If Joseph Sobran didn’t spend so many column inches being morally superior, I would suspect him of smoking — and inhaling — improper substances. How else can one explain his periodic and highly inaccurate snits against the ACLU?
If Joseph Sobran didn’t spend so many column inches being morally superior, I would suspect him of smoking — and inhaling — improper substances. How else can one explain his periodic and highly inaccurate snits against the ACLU?
His most recent diatribe accuses the organization of “preferring” the 14th Amendment to the free speech protections of the First and thus acting as an instrumentality of “big government.”
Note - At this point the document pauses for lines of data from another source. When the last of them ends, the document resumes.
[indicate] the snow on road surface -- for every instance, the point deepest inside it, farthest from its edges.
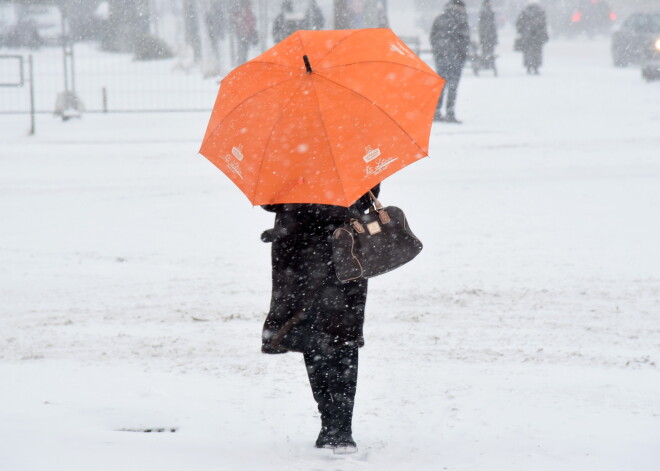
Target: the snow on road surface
(526, 336)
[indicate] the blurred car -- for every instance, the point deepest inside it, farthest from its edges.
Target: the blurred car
(651, 68)
(637, 41)
(592, 17)
(581, 17)
(30, 26)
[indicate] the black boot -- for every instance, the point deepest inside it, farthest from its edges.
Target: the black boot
(333, 378)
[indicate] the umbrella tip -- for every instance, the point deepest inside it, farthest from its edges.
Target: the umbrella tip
(308, 66)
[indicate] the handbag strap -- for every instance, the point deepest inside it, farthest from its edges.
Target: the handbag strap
(382, 214)
(375, 201)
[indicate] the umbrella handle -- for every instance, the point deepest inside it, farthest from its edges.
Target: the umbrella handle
(308, 66)
(382, 214)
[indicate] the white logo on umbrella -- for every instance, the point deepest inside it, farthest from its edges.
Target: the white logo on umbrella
(371, 154)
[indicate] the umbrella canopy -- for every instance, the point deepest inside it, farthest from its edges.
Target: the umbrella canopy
(322, 117)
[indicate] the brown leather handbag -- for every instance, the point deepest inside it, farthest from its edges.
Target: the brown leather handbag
(373, 244)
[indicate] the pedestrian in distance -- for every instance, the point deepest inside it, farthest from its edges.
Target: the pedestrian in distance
(532, 29)
(314, 18)
(487, 35)
(313, 313)
(286, 22)
(450, 43)
(244, 29)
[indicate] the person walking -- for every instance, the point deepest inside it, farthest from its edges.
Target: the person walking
(314, 18)
(286, 22)
(450, 42)
(313, 313)
(487, 34)
(533, 34)
(244, 29)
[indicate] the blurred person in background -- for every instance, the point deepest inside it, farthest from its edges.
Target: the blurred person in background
(286, 23)
(450, 42)
(532, 29)
(215, 27)
(487, 34)
(314, 18)
(244, 29)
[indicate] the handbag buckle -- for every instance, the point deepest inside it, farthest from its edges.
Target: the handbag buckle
(383, 216)
(359, 228)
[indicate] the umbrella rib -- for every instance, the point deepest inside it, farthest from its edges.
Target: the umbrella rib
(327, 138)
(239, 104)
(432, 74)
(270, 138)
(337, 45)
(325, 131)
(381, 110)
(254, 61)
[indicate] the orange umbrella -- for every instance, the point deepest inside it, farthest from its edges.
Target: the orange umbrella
(322, 117)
The Fourteenth amendment protects an individual’s right to due process and equal protection of the laws. Rarely will the exercise of 14th Amendment rights conflict with the right to free speech, but one of the cases Sobran alludes to does present such a conflict. An abortion clinic had been the target of a number of illegal acts–vandalism, barricading, harassment of patients and of staff. The lower court had enjoined these acts. At the same time, the court created a “buffer zone” which required protesters to keep at least 15 feet from the clinic and its patrons at all times. The issue for those of us who care both about a woman’s right to choose and a protester’s freedom of speech is: was the buffer zone too wide? Did the lower court, in an entirely appropriate attempt to prevent illegal acts, infringe unnecessarily on the free speech rights of the protesters?
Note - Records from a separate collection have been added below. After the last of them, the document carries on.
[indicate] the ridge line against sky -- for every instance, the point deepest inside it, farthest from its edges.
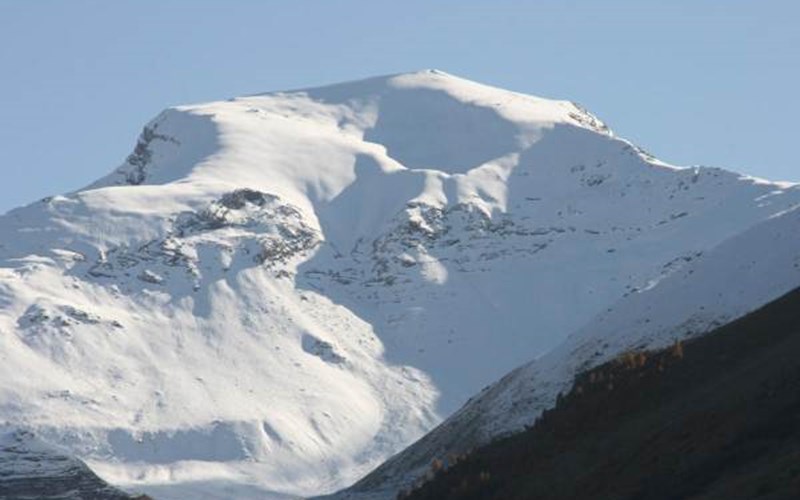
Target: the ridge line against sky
(702, 82)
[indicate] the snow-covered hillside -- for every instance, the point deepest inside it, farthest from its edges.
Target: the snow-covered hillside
(275, 293)
(733, 279)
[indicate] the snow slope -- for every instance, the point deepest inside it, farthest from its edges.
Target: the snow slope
(738, 276)
(275, 293)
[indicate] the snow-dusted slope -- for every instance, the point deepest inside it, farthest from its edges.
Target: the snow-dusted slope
(30, 468)
(738, 276)
(275, 293)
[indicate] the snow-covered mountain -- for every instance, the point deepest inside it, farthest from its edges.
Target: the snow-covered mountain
(275, 293)
(738, 276)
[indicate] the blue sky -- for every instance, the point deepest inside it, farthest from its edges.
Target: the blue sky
(694, 82)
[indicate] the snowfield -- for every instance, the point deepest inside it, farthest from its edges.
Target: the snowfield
(275, 293)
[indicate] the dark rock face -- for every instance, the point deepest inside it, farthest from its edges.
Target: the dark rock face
(30, 469)
(717, 417)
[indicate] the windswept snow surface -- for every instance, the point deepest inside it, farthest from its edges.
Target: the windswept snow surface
(740, 275)
(277, 292)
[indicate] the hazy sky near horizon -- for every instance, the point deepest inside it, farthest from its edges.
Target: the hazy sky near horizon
(693, 82)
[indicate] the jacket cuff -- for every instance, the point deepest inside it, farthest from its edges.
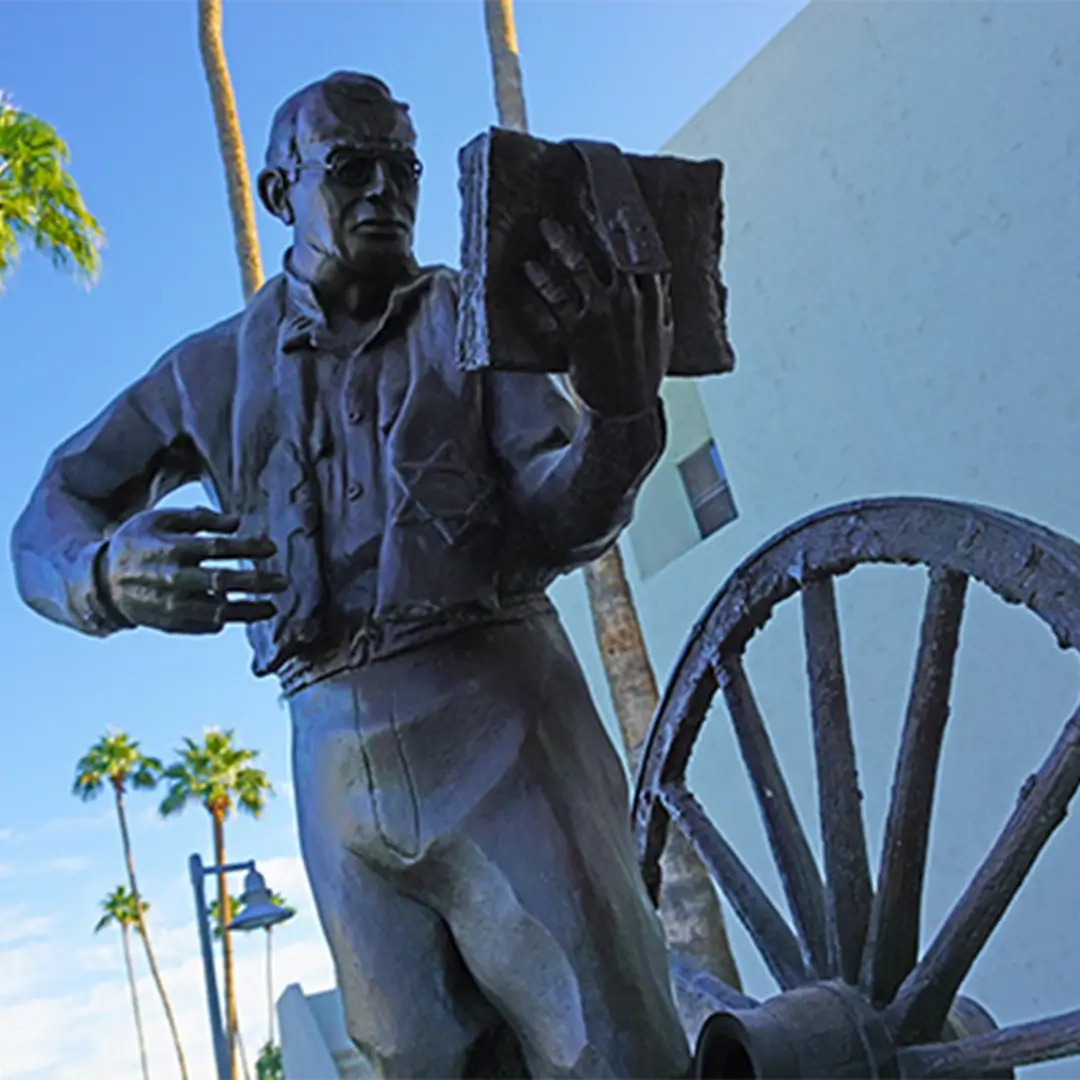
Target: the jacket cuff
(89, 596)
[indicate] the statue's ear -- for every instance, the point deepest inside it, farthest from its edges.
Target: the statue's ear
(273, 191)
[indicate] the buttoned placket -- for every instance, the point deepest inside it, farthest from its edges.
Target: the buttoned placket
(359, 395)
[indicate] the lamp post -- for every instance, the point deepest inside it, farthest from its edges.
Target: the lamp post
(257, 912)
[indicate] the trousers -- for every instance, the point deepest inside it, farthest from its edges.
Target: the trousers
(463, 821)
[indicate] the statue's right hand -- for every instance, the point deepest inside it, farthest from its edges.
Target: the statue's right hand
(152, 572)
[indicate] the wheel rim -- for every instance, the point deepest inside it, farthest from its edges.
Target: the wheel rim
(850, 961)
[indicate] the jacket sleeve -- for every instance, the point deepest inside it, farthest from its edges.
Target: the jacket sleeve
(572, 474)
(133, 454)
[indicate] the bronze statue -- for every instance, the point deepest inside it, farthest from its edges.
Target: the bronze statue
(462, 814)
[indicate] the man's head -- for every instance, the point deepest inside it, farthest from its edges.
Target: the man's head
(341, 170)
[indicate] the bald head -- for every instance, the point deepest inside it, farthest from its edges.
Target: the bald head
(358, 108)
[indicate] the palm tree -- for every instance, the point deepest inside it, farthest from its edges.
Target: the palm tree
(117, 760)
(124, 909)
(231, 144)
(218, 774)
(689, 908)
(39, 202)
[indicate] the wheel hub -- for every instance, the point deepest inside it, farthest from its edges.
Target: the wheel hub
(825, 1031)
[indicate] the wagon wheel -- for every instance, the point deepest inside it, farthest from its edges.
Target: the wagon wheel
(859, 999)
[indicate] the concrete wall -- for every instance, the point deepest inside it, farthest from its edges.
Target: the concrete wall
(314, 1044)
(903, 256)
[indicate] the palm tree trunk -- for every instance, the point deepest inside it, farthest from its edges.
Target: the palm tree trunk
(138, 1016)
(231, 144)
(505, 65)
(689, 908)
(270, 984)
(150, 959)
(225, 908)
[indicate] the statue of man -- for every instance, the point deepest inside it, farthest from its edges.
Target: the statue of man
(396, 520)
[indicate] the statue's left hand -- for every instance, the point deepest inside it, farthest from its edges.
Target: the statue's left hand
(618, 326)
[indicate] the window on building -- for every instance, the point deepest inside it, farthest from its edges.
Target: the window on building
(706, 487)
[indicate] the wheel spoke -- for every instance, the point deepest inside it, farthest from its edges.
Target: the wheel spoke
(847, 868)
(1011, 1048)
(798, 872)
(892, 942)
(923, 999)
(757, 913)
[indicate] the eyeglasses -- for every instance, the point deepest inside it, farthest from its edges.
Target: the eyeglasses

This is an issue upon which ACLU members disagree. Sobran didn’t bother to mention the (inconvenient) fact that three ACLU affiliates, Indiana among them, filed friend of the court briefs arguing that the buffer zone was, indeed, too expansive. But the larger point is that this is hardly a confrontation between big government and individual liberty; it is a fairly nuanced question involving precision in drawing a legal remedy so as to avoid inadvertent infringement of other, equally important rights.
There is a reason so many libertarians and libertarian Republicans (this writer among them) belong to the ACLU. As Sobran rightly notes, the Bill of Rights limits government action. (That is why we sue only government agencies.) What he fails to add is that these limits apply even when majorities approve of government’s actions. Your neighbors can’t vote to make you a Baptist or an Episcopalian; they cannot decide what books you may read or what movies you may see. Majorities also cannot vote to prefer white citizens over black ones, or male citizens over females. An insistence that government respect the rights of all its citizens is hardly an endorsement of “big government.”
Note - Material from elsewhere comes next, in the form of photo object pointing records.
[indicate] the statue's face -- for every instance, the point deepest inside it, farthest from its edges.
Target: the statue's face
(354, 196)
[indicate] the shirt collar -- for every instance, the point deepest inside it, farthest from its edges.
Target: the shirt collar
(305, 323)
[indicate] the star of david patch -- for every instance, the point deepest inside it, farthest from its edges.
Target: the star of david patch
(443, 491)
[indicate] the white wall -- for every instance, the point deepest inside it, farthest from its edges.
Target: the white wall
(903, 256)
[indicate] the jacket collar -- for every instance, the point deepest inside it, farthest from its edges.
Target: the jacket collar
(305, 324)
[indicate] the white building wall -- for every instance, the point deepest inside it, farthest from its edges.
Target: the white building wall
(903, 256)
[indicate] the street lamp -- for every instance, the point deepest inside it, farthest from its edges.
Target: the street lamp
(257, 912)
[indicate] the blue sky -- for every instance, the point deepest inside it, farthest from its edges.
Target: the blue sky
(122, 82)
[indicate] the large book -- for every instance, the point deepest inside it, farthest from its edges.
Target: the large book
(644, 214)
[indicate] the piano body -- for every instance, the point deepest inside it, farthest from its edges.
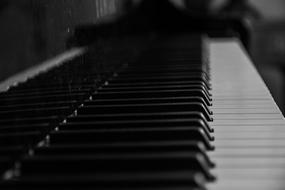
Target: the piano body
(144, 104)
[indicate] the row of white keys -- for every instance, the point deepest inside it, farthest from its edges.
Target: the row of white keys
(249, 127)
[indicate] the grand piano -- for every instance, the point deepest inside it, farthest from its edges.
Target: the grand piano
(144, 103)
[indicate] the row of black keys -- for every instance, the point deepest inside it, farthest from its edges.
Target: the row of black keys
(144, 128)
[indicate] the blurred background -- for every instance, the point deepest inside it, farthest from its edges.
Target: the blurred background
(34, 30)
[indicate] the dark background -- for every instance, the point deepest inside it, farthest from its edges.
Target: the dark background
(35, 30)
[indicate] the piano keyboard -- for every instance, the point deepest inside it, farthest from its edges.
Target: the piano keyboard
(168, 118)
(249, 127)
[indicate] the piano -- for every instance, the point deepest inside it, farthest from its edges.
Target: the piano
(149, 109)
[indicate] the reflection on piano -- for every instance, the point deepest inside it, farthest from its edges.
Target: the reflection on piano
(142, 110)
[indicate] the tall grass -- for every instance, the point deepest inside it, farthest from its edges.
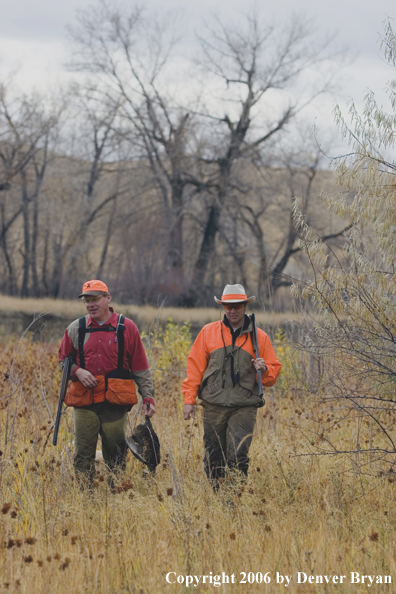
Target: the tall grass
(296, 513)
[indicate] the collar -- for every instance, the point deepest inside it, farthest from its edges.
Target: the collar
(112, 321)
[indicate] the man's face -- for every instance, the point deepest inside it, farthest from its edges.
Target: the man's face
(98, 307)
(235, 313)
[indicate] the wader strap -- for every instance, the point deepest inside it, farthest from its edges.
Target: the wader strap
(82, 329)
(81, 337)
(120, 337)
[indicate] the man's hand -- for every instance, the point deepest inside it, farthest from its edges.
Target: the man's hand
(86, 378)
(149, 407)
(260, 365)
(189, 411)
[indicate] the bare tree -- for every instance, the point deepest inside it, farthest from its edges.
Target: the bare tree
(250, 64)
(127, 57)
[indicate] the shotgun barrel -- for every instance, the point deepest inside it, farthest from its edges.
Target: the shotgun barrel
(65, 379)
(256, 352)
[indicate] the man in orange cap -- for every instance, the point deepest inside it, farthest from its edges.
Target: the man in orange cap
(108, 357)
(221, 371)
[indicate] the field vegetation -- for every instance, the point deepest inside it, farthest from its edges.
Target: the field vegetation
(313, 514)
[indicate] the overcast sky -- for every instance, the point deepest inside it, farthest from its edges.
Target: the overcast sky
(33, 35)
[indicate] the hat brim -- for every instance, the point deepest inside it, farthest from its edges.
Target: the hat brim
(92, 293)
(227, 301)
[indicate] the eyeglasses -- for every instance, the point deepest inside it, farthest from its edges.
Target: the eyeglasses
(92, 299)
(236, 306)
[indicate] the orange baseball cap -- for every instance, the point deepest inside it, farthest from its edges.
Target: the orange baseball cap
(94, 287)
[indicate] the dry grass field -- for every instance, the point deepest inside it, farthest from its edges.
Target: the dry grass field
(298, 516)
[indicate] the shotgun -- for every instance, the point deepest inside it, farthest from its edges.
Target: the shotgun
(65, 380)
(256, 353)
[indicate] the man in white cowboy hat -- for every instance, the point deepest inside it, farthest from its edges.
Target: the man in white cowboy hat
(221, 371)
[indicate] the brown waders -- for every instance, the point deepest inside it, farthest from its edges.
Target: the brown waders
(104, 419)
(228, 432)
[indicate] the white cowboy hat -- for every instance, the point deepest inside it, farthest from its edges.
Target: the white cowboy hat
(234, 294)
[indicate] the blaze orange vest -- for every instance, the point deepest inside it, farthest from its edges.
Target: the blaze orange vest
(116, 387)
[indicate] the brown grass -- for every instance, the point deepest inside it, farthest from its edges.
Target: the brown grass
(295, 514)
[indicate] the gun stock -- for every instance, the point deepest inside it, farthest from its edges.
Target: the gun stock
(65, 380)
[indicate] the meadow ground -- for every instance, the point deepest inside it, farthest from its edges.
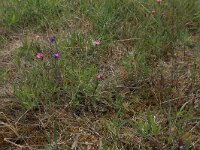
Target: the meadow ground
(99, 75)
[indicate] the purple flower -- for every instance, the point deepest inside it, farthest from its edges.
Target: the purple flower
(57, 56)
(52, 39)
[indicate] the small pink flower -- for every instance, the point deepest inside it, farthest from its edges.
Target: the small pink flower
(56, 55)
(96, 42)
(159, 1)
(153, 11)
(99, 76)
(40, 55)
A government that is free to pick and choose which liberties it will graciously allow us to enjoy is a government with the power to foreclose all liberty. That is why–contrary to Sobran’s assertion–we defend the entire Bill of Rights, including property rights. As this is written, the Indiana Civil Liberties Union is waiting for the Indiana Supreme Court to rule on our challenge to Indiana’s arbitrary method of assessing and taxing property.
The ACLU began by defending the right of Communists to hold stupid ideas. Today, we defend the right of people like Sobran to be equally wrongheaded. To us, it doesn’t matter how off the wall you are. What matters is your inalienable right to be wrong free of government interference.